Review the diff. Only KB-DERIVED blocks should change. If a hand-written section was modified, it is a bug in the generator.

Run the safety net:

pytest pyod/test/test_skill_kb_consistency.py -v

Commit and PR:

git add pyod/skills/od_expert/
git commit -m "skill(od-expert): regenerate KB-derived sections after KB update"

Adding a new skill (template)¶

To create a new packaged skill for PyOD (e.g., model-saver-expert):

Create the directory structure:

pyod/skills/<new_skill_name>/
    SKILL.md
    references/
        workflow.md
        <modality-or-topic>.md
    __init__.py

Add the data-only subpackage marker in __init__.py:

"""The <new-skill-name> Claude Code skill, packaged as data-only subpackage."""

Update pyproject.toml package data:

[tool.setuptools.package-data]
"pyod.skills.<new_skill_name>" = ["*.md", "references/*.md"]

Update pyod/skills/__init__.py _INSTALL_DIRNAME_MAP:

_INSTALL_DIRNAME_MAP = {
    "od_expert": "od-expert",
    "<new_skill_name>": "<new-skill-name>",
}

Add the CI safety net coverage in pyod/test/test_skill_kb_consistency.py so the new skill is also validated against the KB.
Document the new skill in this file (add a section under “Currently shipped skills” below).

Currently shipped skills¶

od-expert (since v3.0.0, deepened in v3.2.0).

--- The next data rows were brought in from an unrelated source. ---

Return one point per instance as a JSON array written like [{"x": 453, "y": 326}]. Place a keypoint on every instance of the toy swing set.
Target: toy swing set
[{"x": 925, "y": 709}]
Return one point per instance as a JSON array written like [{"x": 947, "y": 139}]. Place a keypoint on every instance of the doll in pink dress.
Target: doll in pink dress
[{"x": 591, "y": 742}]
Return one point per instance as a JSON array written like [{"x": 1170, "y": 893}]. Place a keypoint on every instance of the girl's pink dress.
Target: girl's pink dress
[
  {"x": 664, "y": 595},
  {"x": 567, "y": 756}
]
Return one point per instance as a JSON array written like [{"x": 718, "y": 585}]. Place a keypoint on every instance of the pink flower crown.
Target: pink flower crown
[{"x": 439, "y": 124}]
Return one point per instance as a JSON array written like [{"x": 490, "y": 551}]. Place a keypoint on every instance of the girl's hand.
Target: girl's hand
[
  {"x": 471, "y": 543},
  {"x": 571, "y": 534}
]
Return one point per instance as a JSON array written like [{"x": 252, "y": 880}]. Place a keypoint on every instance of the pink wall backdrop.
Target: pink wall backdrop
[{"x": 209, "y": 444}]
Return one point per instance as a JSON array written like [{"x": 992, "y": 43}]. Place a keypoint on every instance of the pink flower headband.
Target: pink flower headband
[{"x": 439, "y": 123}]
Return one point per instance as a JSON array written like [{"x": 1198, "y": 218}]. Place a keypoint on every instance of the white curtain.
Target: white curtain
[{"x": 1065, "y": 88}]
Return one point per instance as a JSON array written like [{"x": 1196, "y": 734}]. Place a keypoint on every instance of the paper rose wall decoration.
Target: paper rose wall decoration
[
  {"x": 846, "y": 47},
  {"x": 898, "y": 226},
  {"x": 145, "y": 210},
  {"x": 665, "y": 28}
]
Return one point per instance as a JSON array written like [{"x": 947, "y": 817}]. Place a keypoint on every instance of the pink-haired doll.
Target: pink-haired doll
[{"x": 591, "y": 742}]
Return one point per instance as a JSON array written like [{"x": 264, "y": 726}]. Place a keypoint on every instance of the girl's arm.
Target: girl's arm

Anomaly detection expert. Drives ADEngine for tabular, time series, graph, text, and image data. Covers the full session lifecycle (start, plan, run, analyze, iterate, report) with adaptive escalation. Default install location: ~/.claude/skills/od-expert/.

Versioning¶

The skill version follows the PyOD library version. There is no separate skill version field in v3.2.0: if PyOD ships v3.2.0, the bundled od-expert skill is the v3.2.0 version. This keeps the install-time wiring simple.

If a future skill change is significant enough to warrant a separate version (a breaking change in the agent’s expected behavior), introduce a version field in the SKILL.md frontmatter at that point. Until then, PyOD library version is the source of truth.